I am trying to write code to generate a random number in the range from 0 to 9. Having studied several examples and suggestions, this is what I came across. For simplicity, I did not use the mathematical function of the resulting count of hours, and also thought that this was not necessary. For some reason, I got a certain number, for example, 6.7 times less than numbers, such as 1.3 and 9. I believe that this is because I take a lower order of measures when the values ββchange so quickly.

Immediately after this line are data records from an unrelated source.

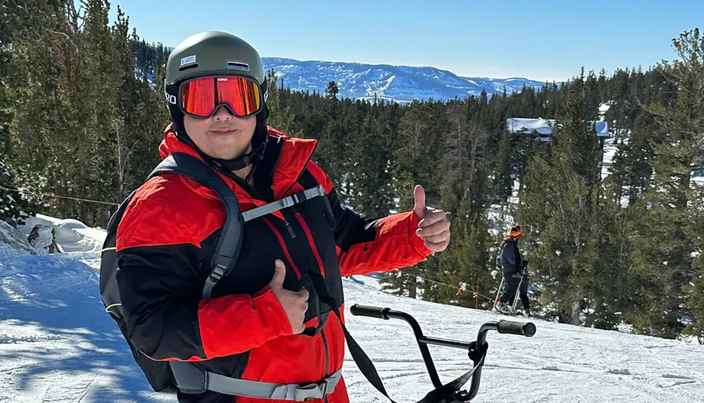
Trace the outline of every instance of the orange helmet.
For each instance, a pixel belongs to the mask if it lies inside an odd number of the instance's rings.
[[[508,231],[508,236],[513,238],[520,236],[523,234],[523,231],[521,231],[521,226],[514,225],[511,227],[510,231]]]

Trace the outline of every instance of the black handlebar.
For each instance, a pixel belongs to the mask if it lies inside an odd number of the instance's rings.
[[[477,335],[477,341],[466,343],[459,340],[443,339],[434,337],[428,337],[423,335],[420,329],[420,325],[410,314],[399,311],[391,310],[391,308],[381,308],[379,307],[370,307],[367,305],[354,305],[350,307],[350,312],[353,315],[358,316],[367,316],[370,318],[378,318],[380,319],[389,320],[390,319],[397,319],[406,321],[410,325],[415,339],[418,342],[418,347],[420,347],[420,353],[425,362],[425,366],[428,369],[430,379],[436,388],[443,386],[438,376],[437,370],[430,357],[430,351],[427,345],[441,345],[454,348],[461,348],[467,350],[470,352],[470,358],[474,361],[476,369],[472,376],[472,385],[468,392],[458,392],[457,398],[453,399],[452,402],[469,402],[477,395],[479,392],[479,382],[482,377],[482,366],[484,364],[484,357],[486,354],[486,347],[484,347],[484,353],[481,355],[476,355],[477,350],[481,350],[482,347],[486,344],[486,333],[489,331],[496,331],[500,333],[515,334],[524,335],[526,337],[533,337],[536,332],[535,325],[531,322],[516,322],[513,321],[489,321],[479,328]],[[474,354],[474,355],[473,355]]]
[[[496,325],[496,331],[500,333],[533,337],[533,335],[535,334],[535,325],[530,322],[498,321],[498,324]]]
[[[369,307],[356,304],[350,308],[350,312],[356,316],[368,316],[386,320],[389,320],[388,313],[390,310],[389,308],[379,308],[379,307]]]

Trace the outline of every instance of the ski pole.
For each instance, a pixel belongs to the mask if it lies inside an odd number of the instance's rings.
[[[498,302],[498,296],[501,295],[501,289],[503,288],[503,274],[501,274],[501,282],[498,283],[498,290],[496,291],[496,298],[494,300],[494,306],[491,310],[496,309],[496,303]]]

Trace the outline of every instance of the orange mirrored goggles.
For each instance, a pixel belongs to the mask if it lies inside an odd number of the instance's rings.
[[[184,113],[209,117],[220,105],[237,116],[256,115],[262,110],[261,89],[256,82],[241,77],[206,77],[181,84],[180,105]]]

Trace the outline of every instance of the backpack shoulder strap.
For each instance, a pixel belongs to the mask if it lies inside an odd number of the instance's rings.
[[[242,248],[244,224],[239,204],[232,189],[215,169],[203,161],[184,153],[174,153],[164,158],[149,177],[162,172],[172,172],[189,177],[212,189],[225,205],[227,217],[222,232],[218,240],[211,264],[212,271],[206,279],[202,298],[208,299],[218,281],[234,267]],[[233,245],[234,246],[233,248]]]

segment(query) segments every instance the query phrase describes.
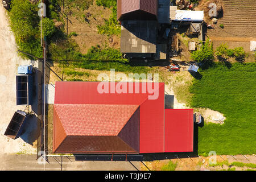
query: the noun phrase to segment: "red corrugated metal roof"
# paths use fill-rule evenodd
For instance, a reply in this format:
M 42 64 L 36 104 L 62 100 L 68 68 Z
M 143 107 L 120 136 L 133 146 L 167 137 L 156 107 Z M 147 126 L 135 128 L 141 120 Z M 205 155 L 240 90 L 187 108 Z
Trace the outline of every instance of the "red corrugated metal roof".
M 100 104 L 54 105 L 66 134 L 79 136 L 117 136 L 138 106 Z
M 147 88 L 146 93 L 141 93 L 142 87 L 147 83 L 130 82 L 133 93 L 101 94 L 97 91 L 97 82 L 56 82 L 55 104 L 108 104 L 140 105 L 139 152 L 163 152 L 164 151 L 164 83 L 158 83 L 159 97 L 148 100 L 152 94 Z M 118 82 L 108 82 L 115 86 Z M 154 83 L 153 83 L 153 86 Z M 135 93 L 139 86 L 141 93 Z M 154 88 L 154 86 L 153 86 Z
M 72 143 L 88 143 L 86 142 L 86 142 L 86 140 L 91 138 L 81 139 L 79 137 L 85 136 L 85 135 L 89 136 L 101 135 L 117 136 L 118 138 L 112 138 L 113 141 L 119 143 L 119 139 L 127 146 L 119 144 L 120 148 L 117 148 L 117 146 L 113 147 L 113 142 L 110 143 L 109 142 L 104 146 L 99 146 L 100 147 L 98 148 L 101 149 L 97 150 L 99 149 L 97 149 L 95 143 L 102 144 L 105 142 L 101 139 L 97 143 L 97 138 L 94 138 L 92 147 L 89 148 L 92 148 L 91 150 L 88 151 L 87 147 L 80 146 L 81 150 L 77 151 L 76 148 L 79 147 L 76 145 L 73 148 L 73 152 L 109 152 L 111 150 L 112 152 L 129 151 L 137 153 L 193 151 L 193 110 L 164 109 L 164 83 L 155 85 L 158 93 L 158 97 L 156 100 L 148 99 L 148 96 L 152 94 L 148 93 L 147 87 L 146 93 L 141 93 L 142 85 L 147 85 L 147 83 L 130 82 L 127 85 L 127 90 L 132 86 L 133 93 L 101 94 L 97 89 L 100 83 L 56 82 L 55 110 L 56 113 L 61 113 L 58 115 L 61 122 L 64 123 L 63 128 L 68 135 L 71 134 L 77 136 L 71 138 L 68 135 L 66 137 L 62 143 L 60 142 L 58 151 L 67 152 L 65 150 L 73 147 Z M 112 86 L 115 88 L 118 84 L 106 83 L 109 91 Z M 140 93 L 135 93 L 136 86 L 139 86 Z M 125 113 L 126 111 L 127 113 Z M 112 118 L 115 121 L 112 121 Z M 94 121 L 98 119 L 98 121 Z M 72 121 L 75 121 L 74 124 L 72 124 Z M 86 125 L 82 126 L 84 124 L 84 121 Z M 105 122 L 106 123 L 103 123 Z M 53 127 L 59 127 L 55 123 Z M 53 143 L 55 140 L 59 140 L 55 138 L 56 136 L 54 135 Z M 82 142 L 75 142 L 76 139 L 79 139 Z M 112 138 L 109 138 L 106 141 L 111 139 Z M 59 141 L 57 143 L 60 143 Z M 107 147 L 107 146 L 113 147 Z M 56 147 L 55 146 L 55 148 Z
M 192 152 L 193 109 L 165 109 L 164 152 Z
M 117 0 L 117 19 L 122 18 L 122 15 L 134 14 L 139 19 L 140 11 L 146 12 L 148 15 L 158 15 L 158 1 L 157 0 Z M 131 17 L 134 17 L 131 14 Z M 127 16 L 126 16 L 127 17 Z M 134 19 L 134 18 L 133 18 Z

My goal is to simulate a roll of the bone, which later changes the range below codes by 1-6 poorly. My question is: is this enough for my purpose? or is there a better way to do this?
codes:
RANDGEN: ; generate a rand no using the system time RANDSTART: MOV AH, 00h ; interrupts to get system time INT 1AH ; CX:DX now hold number of clock ticks since midnight ; lets just take the lower bits of DL for a start.. MOV BH, 57 ; set limit to 57 (ASCII for 9) MOV AH, DL CMP AH, BH ; compare with value in DL, JA RANDSTART ; if more, regenerate. if not, continue... MOV BH, 49 ; set limit to 48 (ASCII FOR 0) MOV AH, DL CMP AH, BH ; compare with value in DL JB RANDSTART ; if less, regenerate. ; if not, this is what we need mov ah, 2h ; call interrupt to display a value in DL int 21h RET
Answer, by @johnfound:
I found that its path is easier, and it takes less time to generate a random number. He mentioned that this only works if you need one random number, or the interval between random numbers includes pauses for human input. If not, the numbers will not be random at all (I believe, because of the time that we initially accept, it does not change). This is normal for my case, as I simulate a roll die and I need user intervention (another roll) before I run the code again.
RANDGEN: ; generate a rand no using the system time RANDSTART: MOV AH, 00h ; interrupts to get system time INT 1AH ; CX:DX now hold number of clock ticks since midnight mov ax, dx xor dx, dx mov cx, 10 div cx ; here dx contains the remainder of the division - from 0 to 9 add dl, '0' ; to ascii from '0' to '9' mov ah, 2h ; call interrupt to display a value in DL int 21h RET
What he did: 1. We moved the value in DX to AX 2. We cleared DX. 3. We have moved 10 decites to CX. 4. We split AX into CX, so we get a balance of 0-9 decites stored in DX 5. Finally, we added ASCII '0' (dec 48) to DX to get them in ASCII '0' to '9 '.